Approximately 1,200 plants were grown in collaboration with the Golden Gate National Recreation Area Native Plant Nursery program from locally collected seeds. The introduction is a restoration research project through UC Berkeley supported by the Seashore’s Pacific Coast Learning Center.

Point Reyes National Seashore historically supported six occurrences of Sonoma Alopecurus. Ten additional occurrences have been documented in Sonoma County. Most of the Sonoma County occurrences are believed to be extirpated or are presently declining.

In summer 2000 and 2001, with the support of volunteers and the Point Reyes National Seashore Association, the six historic occurrences within the Seashore were revisited and a comprehensive survey of potential habitat was conducted. Presently, three of these six historic occurrences appear stable and three support no plants. Since 2000, two new small populations have been discovered within Point Reyes bringing the total number of occurrences to five.

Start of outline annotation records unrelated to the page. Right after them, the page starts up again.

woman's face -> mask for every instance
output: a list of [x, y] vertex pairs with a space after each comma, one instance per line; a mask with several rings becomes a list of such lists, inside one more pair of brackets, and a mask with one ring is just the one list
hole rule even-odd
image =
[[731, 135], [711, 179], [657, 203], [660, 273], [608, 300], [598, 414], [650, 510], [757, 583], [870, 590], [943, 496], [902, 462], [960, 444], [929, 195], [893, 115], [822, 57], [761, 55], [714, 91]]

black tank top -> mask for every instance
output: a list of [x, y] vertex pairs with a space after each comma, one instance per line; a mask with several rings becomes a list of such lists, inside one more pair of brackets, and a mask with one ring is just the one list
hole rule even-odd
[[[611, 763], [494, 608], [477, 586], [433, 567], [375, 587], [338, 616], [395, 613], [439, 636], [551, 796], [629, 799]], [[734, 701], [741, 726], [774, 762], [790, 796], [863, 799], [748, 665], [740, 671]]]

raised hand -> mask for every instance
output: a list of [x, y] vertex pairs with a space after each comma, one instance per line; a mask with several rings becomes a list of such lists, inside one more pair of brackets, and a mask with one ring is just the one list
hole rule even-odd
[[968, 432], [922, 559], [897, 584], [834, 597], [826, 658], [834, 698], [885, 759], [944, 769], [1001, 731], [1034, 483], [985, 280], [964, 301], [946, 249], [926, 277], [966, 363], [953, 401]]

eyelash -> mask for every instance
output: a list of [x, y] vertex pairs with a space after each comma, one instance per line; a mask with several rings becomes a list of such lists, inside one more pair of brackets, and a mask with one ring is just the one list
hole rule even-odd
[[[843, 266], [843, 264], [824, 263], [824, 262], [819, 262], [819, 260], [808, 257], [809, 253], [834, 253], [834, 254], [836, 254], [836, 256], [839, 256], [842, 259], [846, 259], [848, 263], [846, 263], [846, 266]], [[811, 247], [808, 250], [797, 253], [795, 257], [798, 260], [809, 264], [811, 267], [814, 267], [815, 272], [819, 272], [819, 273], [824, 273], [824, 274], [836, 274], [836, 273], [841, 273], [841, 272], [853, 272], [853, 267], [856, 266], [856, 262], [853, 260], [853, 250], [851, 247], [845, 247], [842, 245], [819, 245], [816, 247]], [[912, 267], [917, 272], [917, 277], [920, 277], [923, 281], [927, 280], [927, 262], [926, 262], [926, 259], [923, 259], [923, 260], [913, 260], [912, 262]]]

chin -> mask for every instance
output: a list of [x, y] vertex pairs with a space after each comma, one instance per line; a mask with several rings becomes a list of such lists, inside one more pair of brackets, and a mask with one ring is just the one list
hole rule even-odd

In 2001, three of the historic Sonoma County occurrences of Sonoma Alopecurus were also visited. Only one of these three occurrences was found to support plants. A thorough survey of these Sonoma sites will be conducted this year. Additionally, in 2000 and 2001, seeds were collected and deposited for long-term banking at the Rancho Santa Ana Botanical Garden in Southern California.

The park is currently preparing monitoring and management plans for this species. An interested working group of grass and rare plant ecologists is being assembled and will convene this year to visit Alopecurus sites, discuss the species status, and recommend conservation strategies to be included in a future management plan.

This project is part of the National Seashore’s ongoing effort to ensure preservation of habitat and native species. The National Park Service has received natural resource preservation funding from Congress as part of the Natural Resource Challenge.